Our new error uses cli. We say it's coming from step dummy. It comes with, and it now says that it contains too many levels. We're saying how many levels it had, and then we're explaining that it would have resulted in a data frame that was too large.
Here it is a little bit more advanced because we are using model matrix to try to create these dummy variables. If it doesn't work, I want to throw the error instead because I want to reframe it. So, we're using this try-catch statement at the top with the expression in it. If that expression does an error, nothing happens. It's just this pipe. It's just assigned to indicators. But if there is an error, then that error gets pumped into this function right here. What we do is we take this condition, which is the error. The error is an object by itself. I'm doing some regular expression on the message to see does it contain the words better memory or cannot annotate. If that happens, then I pull out the number of levels and then create a call, just as you've seen before. If it can't find that, it will just let the error message through as normal. So, it's foolproof in a way of like, if these words appeared, we replace them with my warning or my error. But if it can't find it, it just moves along like normal.
You might have noticed here, it's just call equals null. It's because Recipes itself is doing something a little bit fancy about how to identify who throws the error. So, we have to specify it here.
Our last example here is also from Recipes. So, the old error right here said you can't prep a tunable recipe, arguments with tune, this threshold, and then a little suggestion. But if you look above, we actually have the threshold, non-tomp, and degrees3 all tunable. So, this error is actually really annoying because if you fixed it and ran it again, then if you remove this tune, it would come again saying, oh, non-tomp doesn't have it. And this would be a lot. So, it's not the right way of handling it. Our new way of handling it is we're listing out the steps. So, we're saying these steps have these arguments set to tune, please fix.
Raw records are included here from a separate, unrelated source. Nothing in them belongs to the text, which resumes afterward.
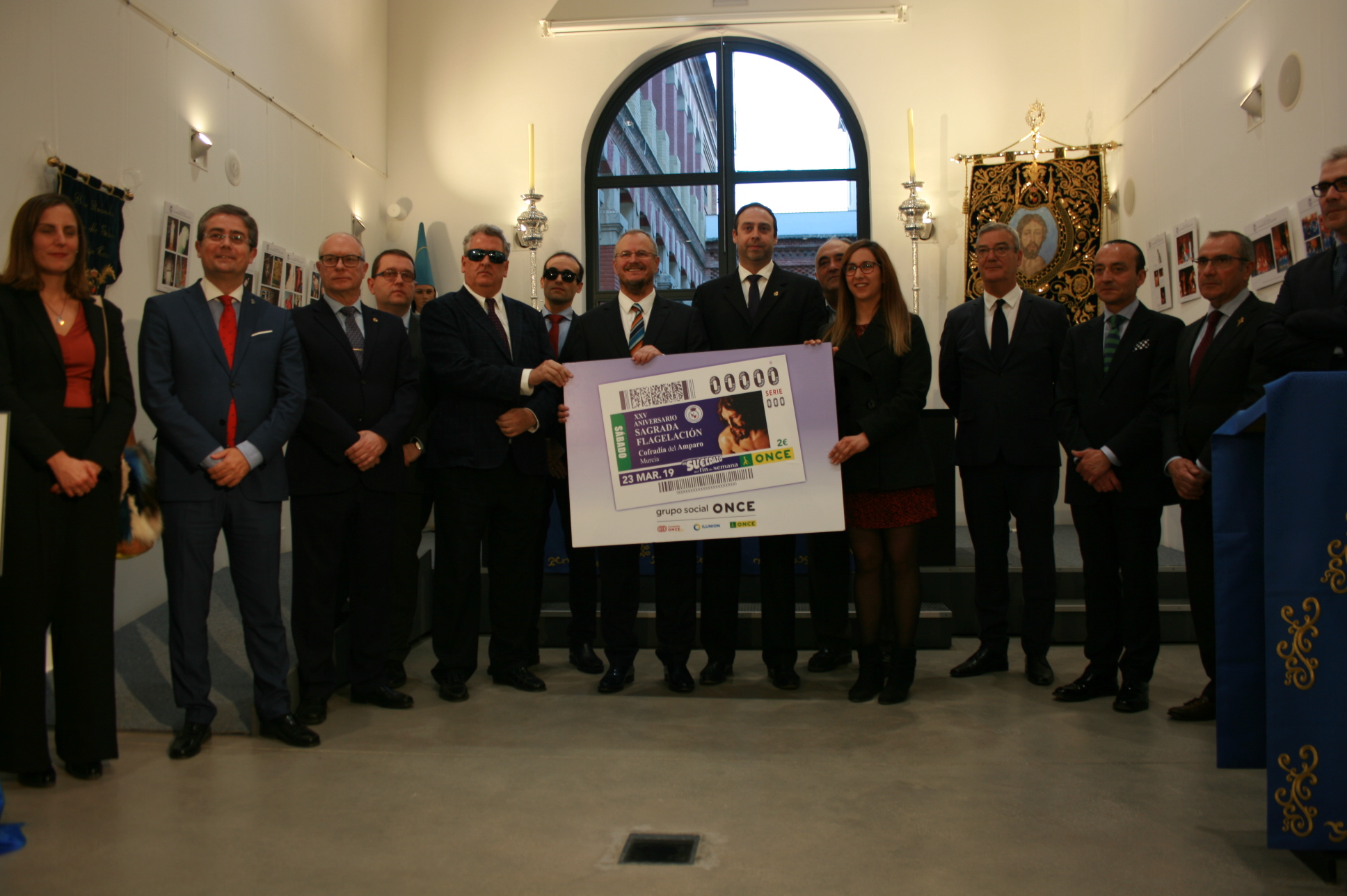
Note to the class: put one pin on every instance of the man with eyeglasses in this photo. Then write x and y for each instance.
(564, 278)
(346, 472)
(392, 283)
(1216, 375)
(223, 379)
(1307, 330)
(998, 369)
(758, 306)
(497, 387)
(643, 325)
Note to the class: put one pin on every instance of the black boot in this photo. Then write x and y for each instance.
(870, 680)
(902, 673)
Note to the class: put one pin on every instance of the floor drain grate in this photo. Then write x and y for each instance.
(660, 849)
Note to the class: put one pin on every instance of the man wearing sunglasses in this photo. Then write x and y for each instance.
(1307, 330)
(497, 384)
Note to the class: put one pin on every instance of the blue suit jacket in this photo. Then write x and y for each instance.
(476, 378)
(186, 385)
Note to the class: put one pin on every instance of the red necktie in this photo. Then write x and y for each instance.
(228, 336)
(554, 333)
(1213, 320)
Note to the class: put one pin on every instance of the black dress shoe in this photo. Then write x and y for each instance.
(1087, 687)
(453, 689)
(85, 771)
(1199, 709)
(829, 658)
(383, 697)
(678, 678)
(42, 778)
(984, 661)
(1036, 670)
(312, 710)
(1133, 697)
(587, 661)
(784, 678)
(616, 678)
(715, 673)
(189, 740)
(520, 680)
(289, 730)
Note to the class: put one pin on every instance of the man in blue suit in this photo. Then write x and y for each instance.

And we're doing something again. Again, at the top, number of rows that needs tune is more than one. Very fast calculation to find out if this is a problem or not. And then once we're in here, we're doing some things. We are operating on this needs tuning data frame to find out what it needs.
The message we're creating is in two parts because the way this list right at the bottom has the steps and the columns is hard to do. So, we are creating that using the step message. Another nice thing we have here is we can add the pluralization. So, this ?s in the curly brackets will be added if there's more than one of the quantity we specified earlier. So, if there's only one step, it will say the following step has. So, this is very neat in that way.
All right. And that's everything I have for you. I encourage you to go and look at the cli package. Thank you.